For renewal, the government’s rules are a little messy. The official material on the Remote Worker category says the stay is up to 1 year, while the broader limited-stay permit rules show 1-year and 2-year options for extendable stay permits. In practice, the current working reading is that E33G can be renewed for another year, which can bring the total stay to 2 years, if you still meet the conditions and pay the required fees.
What the portal doesn’t spell out clearly is the exact renewal timeline for E33G. It doesn’t give a fixed number of days before expiry when you must file, so don’t assume you can coast until the last minute. The safe move is to watch your expiry date closely and use the e-Visa portal’s extension function well before your permit runs out.
- Initial stay: Up to 1 year
- Entry window after issue: 90 days
- Renewal potential: One additional year, for a possible 2-year stay
- Long-term path: No direct route to permanent residency or citizenship through E33G alone
That last point matters. The remote worker permit is useful, but it’s not a back door to Indonesian permanent residency. If you want something longer and more stable, you’d need to look at other residence categories, like investor, spouse or second home routes.
For anyone planning a real base in Bali, the E33G is still a good fit, just not a set-it-and-forget-it one. Keep an eye on your dates, renew early and expect the paperwork to be more annoying than the glossy visa pages suggest.
The E33G remote-worker visa is an immigration permit, not a tax deal. It lets you live in Indonesia for up to 1 year while working for a company outside Indonesia and the official visa guidance doesn't mention any special tax exemption for holders.
That means your tax position depends on ordinary Indonesian tax rules, not the visa label. The big question is whether you become an Indonesian tax resident. The usual trigger is more than 183 days in any 12-month period or showing intent to live in Indonesia, but the residency test is fact-based and not just a stopwatch.
If you’re treated as a resident, Indonesia generally taxes worldwide income. That can include your foreign salary and you may be able to claim foreign tax credits if you have the right paperwork. A separate rule may apply to some foreign nationals who become domestic tax subjects and meet certain skill requirements, under which only Indonesian-source income is taxed for the first 4 years, but I wouldn’t assume E33G holders automatically qualify.

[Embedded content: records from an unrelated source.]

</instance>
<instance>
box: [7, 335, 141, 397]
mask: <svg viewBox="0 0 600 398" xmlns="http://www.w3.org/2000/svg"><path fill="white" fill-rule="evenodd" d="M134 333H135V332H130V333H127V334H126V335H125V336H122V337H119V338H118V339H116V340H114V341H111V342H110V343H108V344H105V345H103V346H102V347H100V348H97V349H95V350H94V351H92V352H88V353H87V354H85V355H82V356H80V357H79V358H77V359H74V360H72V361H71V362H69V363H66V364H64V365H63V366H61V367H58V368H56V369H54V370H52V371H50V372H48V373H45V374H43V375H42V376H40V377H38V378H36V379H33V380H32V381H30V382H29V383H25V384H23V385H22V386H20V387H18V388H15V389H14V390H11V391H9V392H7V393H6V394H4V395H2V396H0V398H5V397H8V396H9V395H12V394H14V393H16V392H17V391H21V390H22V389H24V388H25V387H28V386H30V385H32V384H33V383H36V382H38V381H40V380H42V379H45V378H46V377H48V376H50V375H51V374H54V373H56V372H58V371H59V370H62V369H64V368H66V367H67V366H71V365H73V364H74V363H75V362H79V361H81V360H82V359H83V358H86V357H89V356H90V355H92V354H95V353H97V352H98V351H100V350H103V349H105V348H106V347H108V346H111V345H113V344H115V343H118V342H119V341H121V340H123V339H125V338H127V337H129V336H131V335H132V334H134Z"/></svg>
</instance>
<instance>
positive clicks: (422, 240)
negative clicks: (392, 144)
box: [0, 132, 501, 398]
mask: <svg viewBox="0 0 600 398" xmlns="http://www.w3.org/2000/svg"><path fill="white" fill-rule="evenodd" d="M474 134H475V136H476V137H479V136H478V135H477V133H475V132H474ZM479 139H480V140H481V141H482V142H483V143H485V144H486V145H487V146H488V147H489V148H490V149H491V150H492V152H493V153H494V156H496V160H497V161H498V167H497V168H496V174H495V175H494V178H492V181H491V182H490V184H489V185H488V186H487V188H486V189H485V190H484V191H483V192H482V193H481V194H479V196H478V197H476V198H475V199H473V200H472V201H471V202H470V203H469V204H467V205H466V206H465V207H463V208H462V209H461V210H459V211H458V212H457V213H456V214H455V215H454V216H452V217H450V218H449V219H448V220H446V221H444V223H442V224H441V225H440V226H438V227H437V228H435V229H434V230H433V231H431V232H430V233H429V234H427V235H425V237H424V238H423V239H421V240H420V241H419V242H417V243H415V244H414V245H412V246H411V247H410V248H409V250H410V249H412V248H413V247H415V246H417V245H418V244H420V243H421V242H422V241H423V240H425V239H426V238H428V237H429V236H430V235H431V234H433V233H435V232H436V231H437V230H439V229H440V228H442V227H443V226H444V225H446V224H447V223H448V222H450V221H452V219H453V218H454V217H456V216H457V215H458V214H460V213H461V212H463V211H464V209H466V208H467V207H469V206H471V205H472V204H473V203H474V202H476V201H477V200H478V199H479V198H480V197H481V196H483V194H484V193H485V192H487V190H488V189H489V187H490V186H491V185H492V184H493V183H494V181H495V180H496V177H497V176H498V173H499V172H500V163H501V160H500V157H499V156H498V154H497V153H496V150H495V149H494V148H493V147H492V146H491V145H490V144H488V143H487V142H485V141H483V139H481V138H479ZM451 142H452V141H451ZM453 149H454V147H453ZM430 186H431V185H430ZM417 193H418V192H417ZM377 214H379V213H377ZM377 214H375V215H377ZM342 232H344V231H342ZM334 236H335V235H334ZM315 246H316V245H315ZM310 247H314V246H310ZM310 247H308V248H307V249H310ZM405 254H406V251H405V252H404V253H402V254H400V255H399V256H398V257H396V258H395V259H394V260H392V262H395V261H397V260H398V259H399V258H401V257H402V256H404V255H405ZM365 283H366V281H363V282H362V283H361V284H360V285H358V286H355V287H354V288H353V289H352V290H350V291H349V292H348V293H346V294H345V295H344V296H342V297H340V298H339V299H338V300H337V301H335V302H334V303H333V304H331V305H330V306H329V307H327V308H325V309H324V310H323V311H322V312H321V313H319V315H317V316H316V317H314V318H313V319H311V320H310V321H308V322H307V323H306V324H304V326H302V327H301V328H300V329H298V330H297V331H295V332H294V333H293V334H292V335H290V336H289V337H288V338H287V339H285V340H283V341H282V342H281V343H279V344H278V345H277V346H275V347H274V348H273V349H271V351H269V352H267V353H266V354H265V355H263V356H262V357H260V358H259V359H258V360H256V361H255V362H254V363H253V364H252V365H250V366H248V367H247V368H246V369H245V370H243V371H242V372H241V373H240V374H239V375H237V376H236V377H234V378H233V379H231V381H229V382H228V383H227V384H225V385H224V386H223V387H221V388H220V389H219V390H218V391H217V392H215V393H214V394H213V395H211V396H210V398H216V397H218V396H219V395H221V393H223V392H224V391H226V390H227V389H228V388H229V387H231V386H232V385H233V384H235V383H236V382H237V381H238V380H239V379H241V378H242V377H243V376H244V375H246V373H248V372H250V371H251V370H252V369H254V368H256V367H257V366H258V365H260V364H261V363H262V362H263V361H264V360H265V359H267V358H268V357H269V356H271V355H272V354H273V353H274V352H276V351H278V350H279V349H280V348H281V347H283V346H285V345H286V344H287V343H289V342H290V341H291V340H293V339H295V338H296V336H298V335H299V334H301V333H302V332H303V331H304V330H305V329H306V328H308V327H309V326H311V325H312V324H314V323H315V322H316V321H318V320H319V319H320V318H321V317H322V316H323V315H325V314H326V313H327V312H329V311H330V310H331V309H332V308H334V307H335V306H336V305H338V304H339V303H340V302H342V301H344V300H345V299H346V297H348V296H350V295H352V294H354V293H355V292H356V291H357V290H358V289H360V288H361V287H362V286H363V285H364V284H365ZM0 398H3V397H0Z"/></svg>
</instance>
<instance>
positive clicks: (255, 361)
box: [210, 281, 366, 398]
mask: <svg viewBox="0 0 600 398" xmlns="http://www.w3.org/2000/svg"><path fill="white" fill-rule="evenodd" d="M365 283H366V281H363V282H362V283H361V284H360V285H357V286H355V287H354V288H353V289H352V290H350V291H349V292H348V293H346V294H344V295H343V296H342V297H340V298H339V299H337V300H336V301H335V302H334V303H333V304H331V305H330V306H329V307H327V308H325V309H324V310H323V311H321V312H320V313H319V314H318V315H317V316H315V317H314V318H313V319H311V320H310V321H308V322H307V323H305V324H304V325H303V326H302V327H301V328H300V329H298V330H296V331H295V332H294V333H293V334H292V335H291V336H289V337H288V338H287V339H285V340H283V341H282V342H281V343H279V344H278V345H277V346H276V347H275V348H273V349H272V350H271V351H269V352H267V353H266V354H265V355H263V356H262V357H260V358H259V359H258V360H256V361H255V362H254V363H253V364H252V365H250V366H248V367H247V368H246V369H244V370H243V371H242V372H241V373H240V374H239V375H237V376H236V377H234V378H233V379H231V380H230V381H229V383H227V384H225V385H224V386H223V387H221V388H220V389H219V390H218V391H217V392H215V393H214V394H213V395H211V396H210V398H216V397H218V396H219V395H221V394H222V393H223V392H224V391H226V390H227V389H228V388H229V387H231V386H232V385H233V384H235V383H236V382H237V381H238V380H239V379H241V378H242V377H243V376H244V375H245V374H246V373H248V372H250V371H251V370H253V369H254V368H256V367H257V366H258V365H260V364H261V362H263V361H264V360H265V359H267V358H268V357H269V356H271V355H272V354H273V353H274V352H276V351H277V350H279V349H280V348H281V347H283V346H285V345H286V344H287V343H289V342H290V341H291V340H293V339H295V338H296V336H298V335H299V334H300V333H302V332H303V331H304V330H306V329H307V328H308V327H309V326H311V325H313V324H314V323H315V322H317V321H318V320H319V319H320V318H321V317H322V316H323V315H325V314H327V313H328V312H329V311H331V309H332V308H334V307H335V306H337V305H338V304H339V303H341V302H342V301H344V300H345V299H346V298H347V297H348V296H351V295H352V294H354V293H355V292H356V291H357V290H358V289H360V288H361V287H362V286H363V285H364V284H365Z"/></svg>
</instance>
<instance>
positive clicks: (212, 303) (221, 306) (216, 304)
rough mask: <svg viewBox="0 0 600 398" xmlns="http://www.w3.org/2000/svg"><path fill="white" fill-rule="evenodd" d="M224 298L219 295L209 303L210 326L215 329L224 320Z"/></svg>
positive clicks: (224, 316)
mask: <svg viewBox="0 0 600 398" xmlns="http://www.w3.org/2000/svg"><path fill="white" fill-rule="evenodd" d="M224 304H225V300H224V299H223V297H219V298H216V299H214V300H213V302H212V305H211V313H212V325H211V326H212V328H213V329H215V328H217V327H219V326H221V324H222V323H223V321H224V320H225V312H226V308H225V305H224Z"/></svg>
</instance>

If you’re non-resident, Indonesia generally taxes Indonesian-source income at a flat 20% withholding rate. Foreign-earned income usually stays outside Indonesian tax in that case. The catch is simple: once residency kicks in, the tax result changes fast.
- Visa fee: IDR 7,000,000
- Validity: Up to 1 year
- Work rule: Must work for a company established outside Indonesia
- Income rule: You can’t be paid by Indonesian individuals or companies
- Tax rule: No special tax exemption is stated on the official visa page
Indonesia also has tax treaties with many countries and treaty relief usually requires a Certificate of Domicile or an equivalent claim document from your home country. If you’re a resident, expect to file an annual individual return and report worldwide income. If you claim a foreign tax credit, you’ll need proof of foreign tax paid.
For most remote workers, the safe reading is blunt, if you become a tax resident, plan for worldwide income reporting. If you don’t, Indonesia usually taxes only Indonesian-source income. The visa doesn’t decide that for you.